Takaaki-Saeki / ssl_speech_restoration

SelfRemaster: SSL Speech Restoration
MIT License
81 stars 8 forks source link

quality of restored speech not good #1

Closed sciai-ai closed 2 years ago

sciai-ai commented 2 years ago

Hi

I tried the Hugging face demo on my wav file but the quality is not good. Is it because the vocoder is trained on Japanese corpus. Is there a general speech restoration model?

Takaaki-Saeki commented 2 years ago

Hi,

Thank you for your interest. Hugging face demo is about "audio effect transfer", not about "speech restoration". Our method can also be used as an effector to add acoustic distortion feature extracted from historical audio to arbitrary clean audio. In the Huggingface demo, the distortion feature extracted from Japanese old recordings are added to your wavfile.
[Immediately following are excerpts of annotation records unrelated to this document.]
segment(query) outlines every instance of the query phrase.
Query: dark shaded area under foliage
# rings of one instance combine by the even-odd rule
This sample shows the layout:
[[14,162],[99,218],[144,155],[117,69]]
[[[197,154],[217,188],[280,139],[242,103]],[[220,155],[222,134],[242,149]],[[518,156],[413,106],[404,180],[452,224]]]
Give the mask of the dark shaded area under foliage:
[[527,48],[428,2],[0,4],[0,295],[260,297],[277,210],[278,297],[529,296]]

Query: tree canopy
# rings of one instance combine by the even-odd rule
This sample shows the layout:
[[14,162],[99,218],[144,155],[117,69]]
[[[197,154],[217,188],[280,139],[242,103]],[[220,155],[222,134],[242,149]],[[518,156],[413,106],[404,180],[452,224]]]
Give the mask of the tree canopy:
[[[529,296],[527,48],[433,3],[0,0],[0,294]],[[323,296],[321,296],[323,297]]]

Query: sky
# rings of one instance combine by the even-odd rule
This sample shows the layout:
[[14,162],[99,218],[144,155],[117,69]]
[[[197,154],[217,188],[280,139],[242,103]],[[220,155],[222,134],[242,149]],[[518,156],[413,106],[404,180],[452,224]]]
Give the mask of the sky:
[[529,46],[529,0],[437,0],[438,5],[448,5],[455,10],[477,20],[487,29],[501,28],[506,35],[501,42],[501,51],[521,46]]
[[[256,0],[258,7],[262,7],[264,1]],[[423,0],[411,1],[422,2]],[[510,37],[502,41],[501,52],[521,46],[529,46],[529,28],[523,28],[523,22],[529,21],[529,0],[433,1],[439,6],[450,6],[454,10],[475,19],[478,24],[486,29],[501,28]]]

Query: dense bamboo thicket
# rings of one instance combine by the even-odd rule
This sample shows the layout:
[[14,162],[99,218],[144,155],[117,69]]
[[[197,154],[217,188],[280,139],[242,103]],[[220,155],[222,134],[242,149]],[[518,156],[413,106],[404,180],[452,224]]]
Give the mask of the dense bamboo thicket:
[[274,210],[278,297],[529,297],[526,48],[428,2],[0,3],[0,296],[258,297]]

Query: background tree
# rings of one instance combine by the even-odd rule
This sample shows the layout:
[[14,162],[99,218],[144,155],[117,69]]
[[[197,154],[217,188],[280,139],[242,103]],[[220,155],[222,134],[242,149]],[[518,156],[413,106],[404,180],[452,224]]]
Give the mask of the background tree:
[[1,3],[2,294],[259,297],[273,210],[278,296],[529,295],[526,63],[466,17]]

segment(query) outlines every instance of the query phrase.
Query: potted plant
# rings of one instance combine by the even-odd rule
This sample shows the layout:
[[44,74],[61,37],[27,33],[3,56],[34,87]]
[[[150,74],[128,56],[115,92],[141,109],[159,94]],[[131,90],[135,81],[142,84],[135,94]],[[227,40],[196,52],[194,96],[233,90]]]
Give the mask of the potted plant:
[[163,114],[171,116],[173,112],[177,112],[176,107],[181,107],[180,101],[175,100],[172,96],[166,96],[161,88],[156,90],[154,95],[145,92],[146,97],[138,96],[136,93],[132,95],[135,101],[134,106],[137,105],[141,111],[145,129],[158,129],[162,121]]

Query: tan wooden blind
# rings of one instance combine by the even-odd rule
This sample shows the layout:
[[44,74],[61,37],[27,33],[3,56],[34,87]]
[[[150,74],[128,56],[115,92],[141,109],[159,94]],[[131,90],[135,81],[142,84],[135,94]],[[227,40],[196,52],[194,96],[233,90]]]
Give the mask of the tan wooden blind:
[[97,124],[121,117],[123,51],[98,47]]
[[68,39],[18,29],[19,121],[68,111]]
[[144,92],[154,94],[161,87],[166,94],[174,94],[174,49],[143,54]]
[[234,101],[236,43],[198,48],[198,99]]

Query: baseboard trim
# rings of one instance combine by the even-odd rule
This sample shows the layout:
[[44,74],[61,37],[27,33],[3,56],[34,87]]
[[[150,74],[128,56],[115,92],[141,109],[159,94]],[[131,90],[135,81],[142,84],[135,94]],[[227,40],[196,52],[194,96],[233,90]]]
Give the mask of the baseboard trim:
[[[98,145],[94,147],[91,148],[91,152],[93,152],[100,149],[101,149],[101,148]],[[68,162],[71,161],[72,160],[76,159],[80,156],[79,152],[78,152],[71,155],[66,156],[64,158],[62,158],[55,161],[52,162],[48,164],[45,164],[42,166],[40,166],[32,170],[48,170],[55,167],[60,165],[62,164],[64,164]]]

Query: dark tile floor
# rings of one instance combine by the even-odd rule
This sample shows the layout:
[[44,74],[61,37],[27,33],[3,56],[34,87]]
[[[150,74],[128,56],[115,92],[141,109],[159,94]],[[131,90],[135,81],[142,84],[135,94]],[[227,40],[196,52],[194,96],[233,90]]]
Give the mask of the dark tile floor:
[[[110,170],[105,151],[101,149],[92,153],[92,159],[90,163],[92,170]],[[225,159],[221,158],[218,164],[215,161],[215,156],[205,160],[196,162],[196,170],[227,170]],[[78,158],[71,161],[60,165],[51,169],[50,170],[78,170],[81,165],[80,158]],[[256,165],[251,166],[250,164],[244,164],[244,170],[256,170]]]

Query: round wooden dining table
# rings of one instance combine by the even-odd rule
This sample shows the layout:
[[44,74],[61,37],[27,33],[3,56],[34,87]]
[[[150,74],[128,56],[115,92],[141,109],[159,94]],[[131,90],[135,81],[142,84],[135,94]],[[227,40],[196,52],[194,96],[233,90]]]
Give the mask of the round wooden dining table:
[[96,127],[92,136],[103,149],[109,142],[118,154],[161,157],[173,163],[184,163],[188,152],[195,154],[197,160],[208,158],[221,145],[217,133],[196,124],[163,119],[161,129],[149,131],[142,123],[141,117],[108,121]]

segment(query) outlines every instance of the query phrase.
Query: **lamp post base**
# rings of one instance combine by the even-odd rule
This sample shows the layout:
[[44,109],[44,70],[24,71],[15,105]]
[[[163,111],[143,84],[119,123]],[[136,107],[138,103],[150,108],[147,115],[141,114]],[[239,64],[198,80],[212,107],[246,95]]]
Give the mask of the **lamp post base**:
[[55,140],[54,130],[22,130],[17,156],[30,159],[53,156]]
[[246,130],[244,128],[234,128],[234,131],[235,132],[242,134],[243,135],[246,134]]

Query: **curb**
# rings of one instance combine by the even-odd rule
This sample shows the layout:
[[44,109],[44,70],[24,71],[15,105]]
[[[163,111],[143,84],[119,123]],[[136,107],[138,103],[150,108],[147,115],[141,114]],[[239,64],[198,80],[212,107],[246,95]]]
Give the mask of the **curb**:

So it is normal that the quality of the output wavfile is not good.

This repo does not provide a general speech restoration model, because currently our method focuses on learning speech restoration models in a data-dependent manner. That is the key difference compared with the previous general speech restoration method.

For more detailed information, please refer to our paper.

Connum commented 1 year ago

In my opinion, you are showcasing the less important feature of your approach. More people will be interested in speech restoration than transfer of noise distortions. You are even leading your paper with a direct comparison to the voicefixer paper, and this advantage is repeated throughout several paragraphs. Why not show what your real strength is (not only with a few examples on the demo page)?

To me it's not even clear if this is even possible with the current code, or how to get started to get this running for speech restoration. An easy to understand explanation would be quite helpful and appreciated!

Thanks for your great work!